The all_affinity_data.sdf file is an SDF version of the CSV file generated using the RDKit.Chem.SDWriter function. It contains the exact
same information as the CSV file.
Creoptix raw data
The creoptix_raw_data.zip archive contains all 4 Creoptix experiments used to generate the data. They can be read using
Creoptix software or SensoFit (more details about SensoFit below).
SensoFit package data
sensofit_package_data.zip is the compressed “package” of the 4 Creoptix experiments exported into a more accessible format using
SensoFit export function (please refer to the GitHub repo). For the first OpenBind data release, this is the input used in an additional file sensofit_walkthough.ipynb. This is a Jupyter Notebook that walks you through the first OpenBind data release affinity data using our open-source Python tool SensoFit.

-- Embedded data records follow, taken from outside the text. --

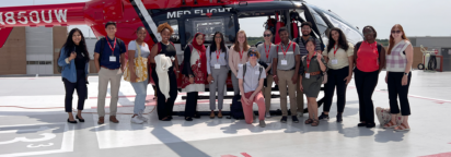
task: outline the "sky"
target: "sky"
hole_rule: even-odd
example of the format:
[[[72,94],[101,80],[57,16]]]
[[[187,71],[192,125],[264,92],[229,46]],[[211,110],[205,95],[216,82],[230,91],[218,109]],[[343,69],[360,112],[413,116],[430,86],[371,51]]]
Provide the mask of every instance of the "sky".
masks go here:
[[[81,2],[86,0],[19,0],[0,3],[0,7]],[[305,0],[305,2],[332,10],[354,26],[372,25],[378,38],[389,38],[394,24],[401,24],[407,36],[451,36],[451,0]],[[265,19],[241,20],[241,28],[247,36],[262,36]],[[84,25],[79,27],[89,33]]]

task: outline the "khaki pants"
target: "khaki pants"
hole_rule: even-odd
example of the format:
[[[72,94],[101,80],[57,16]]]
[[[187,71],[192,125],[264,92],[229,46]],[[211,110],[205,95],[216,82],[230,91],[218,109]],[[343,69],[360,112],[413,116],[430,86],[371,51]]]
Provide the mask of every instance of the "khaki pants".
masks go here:
[[[299,80],[300,78],[298,78],[298,83],[296,84],[296,99],[298,104],[298,112],[303,113],[304,112],[304,93],[301,92],[301,88],[299,88]]]
[[[291,77],[294,74],[294,70],[282,71],[277,70],[277,76],[279,77],[279,92],[280,92],[280,108],[282,110],[282,116],[288,116],[287,111],[287,85],[288,94],[290,96],[290,111],[291,116],[297,116],[298,106],[296,105],[296,83],[291,82]]]
[[[273,77],[273,75],[271,74],[269,74],[269,75],[267,75],[266,76],[266,85],[267,85],[267,87],[263,87],[262,88],[262,93],[265,95],[265,107],[266,107],[266,112],[268,112],[269,111],[269,108],[270,108],[270,92],[271,92],[271,88],[273,88],[273,80],[274,80],[274,77]]]
[[[111,93],[112,96],[109,102],[109,116],[116,116],[117,112],[117,100],[119,99],[119,86],[120,78],[123,77],[123,71],[108,70],[101,68],[99,72],[99,96],[97,96],[97,113],[99,117],[105,116],[105,97],[106,90],[108,89],[108,82],[111,82]]]

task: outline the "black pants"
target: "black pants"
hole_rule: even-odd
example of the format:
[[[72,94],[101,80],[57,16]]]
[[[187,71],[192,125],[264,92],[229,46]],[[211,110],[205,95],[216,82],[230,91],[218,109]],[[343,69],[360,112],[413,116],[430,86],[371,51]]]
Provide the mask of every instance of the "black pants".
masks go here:
[[[372,94],[378,85],[379,70],[374,72],[362,72],[357,68],[354,69],[356,77],[356,88],[359,95],[359,114],[360,121],[374,123],[374,105],[372,104]]]
[[[400,97],[401,114],[410,114],[410,105],[408,104],[408,87],[410,86],[412,73],[408,73],[407,85],[402,85],[404,72],[389,72],[389,99],[390,99],[390,112],[400,113],[400,107],[397,106],[397,97]]]
[[[193,118],[196,113],[198,92],[190,92],[186,94],[185,117]]]
[[[72,112],[72,96],[73,90],[77,89],[77,95],[79,96],[79,102],[77,106],[78,110],[83,110],[84,100],[88,97],[88,86],[84,70],[77,70],[77,82],[71,83],[67,78],[62,78],[66,89],[65,108],[66,112]]]
[[[158,75],[155,72],[155,69],[152,71],[152,78],[155,83],[157,86],[157,112],[158,112],[158,118],[162,120],[163,118],[166,117],[172,117],[172,110],[174,108],[174,102],[175,99],[177,98],[177,80],[174,73],[173,68],[170,68],[169,72],[169,83],[170,83],[170,98],[166,101],[166,97],[161,93],[160,86],[159,86],[159,80]]]
[[[343,113],[346,105],[346,84],[345,78],[349,75],[349,67],[339,70],[329,69],[327,71],[327,84],[325,84],[325,99],[323,111],[331,111],[332,99],[334,98],[335,86],[337,87],[337,111]]]

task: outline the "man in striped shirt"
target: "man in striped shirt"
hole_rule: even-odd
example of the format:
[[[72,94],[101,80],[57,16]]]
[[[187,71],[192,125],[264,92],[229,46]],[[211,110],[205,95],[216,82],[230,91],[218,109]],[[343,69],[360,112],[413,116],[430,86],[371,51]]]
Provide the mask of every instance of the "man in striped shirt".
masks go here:
[[[309,51],[307,51],[305,49],[305,44],[310,38],[313,38],[316,43],[316,48],[315,48],[316,52],[322,53],[324,50],[324,46],[322,46],[322,43],[319,39],[311,36],[312,23],[303,22],[301,25],[301,32],[302,32],[302,36],[294,39],[294,43],[299,45],[299,51],[301,53],[301,59],[302,57],[309,53]],[[303,108],[304,108],[304,98],[303,98],[303,92],[301,92],[301,89],[299,88],[299,82],[297,84],[297,96],[296,97],[297,97],[297,105],[298,105],[298,113],[302,117]]]

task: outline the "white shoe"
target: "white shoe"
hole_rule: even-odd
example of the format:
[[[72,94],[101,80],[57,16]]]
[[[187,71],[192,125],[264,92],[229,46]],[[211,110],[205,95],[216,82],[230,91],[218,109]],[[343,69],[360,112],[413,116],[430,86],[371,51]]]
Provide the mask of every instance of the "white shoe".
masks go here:
[[[265,117],[270,118],[270,113],[266,112]]]
[[[147,122],[149,119],[147,119],[146,117],[143,117],[142,114],[139,114],[138,116],[138,119],[140,119],[140,120],[142,120],[142,121],[144,121],[144,122]]]
[[[141,123],[143,123],[143,122],[144,122],[144,121],[142,121],[141,119],[139,119],[137,116],[134,117],[134,118],[131,118],[131,123],[141,124]]]

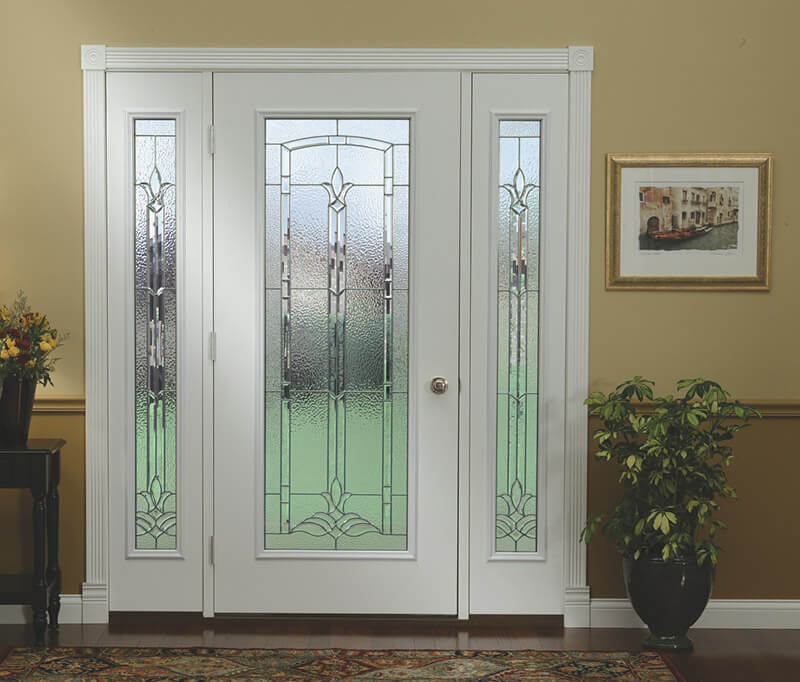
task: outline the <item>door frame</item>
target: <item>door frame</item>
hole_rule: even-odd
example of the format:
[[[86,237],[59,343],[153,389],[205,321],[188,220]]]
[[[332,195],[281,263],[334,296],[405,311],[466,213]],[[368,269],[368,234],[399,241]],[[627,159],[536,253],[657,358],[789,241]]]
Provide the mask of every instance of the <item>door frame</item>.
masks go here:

To use this notebook, please follow the steps below: Clone the GitHub repo, and cd to the root:
git clone https://github.com/xchem/sensofit
cd sensofit
Create a new conda environment, activate it, then install the package:
conda create -n sensofit python=3.11
conda activate sensofit
pip install -e .
cd to the root of the affinity directory of the download and run the Jupyter Notebook: (note: change the path below to the path of the actual affinity_files directory)
cd /path/to/data-release/download/extra_files/affinity_files/
jupyter lab
An internet page should open with the default JupyterLab home page. sensofit_walkthough.ipynb should be available in
file browser on the left. Double click on the file and the notebook should open. You can run all the cell, or follow the instructions in the notebook cell by cell.
Interpreting the download
A Fragalysis download will contain a minimum of 2 directories, aligned_files and crytallographic_files. The download will typically include the additional directories extra_files, scripts and yaml_files, as well as some additional files at the top level directory.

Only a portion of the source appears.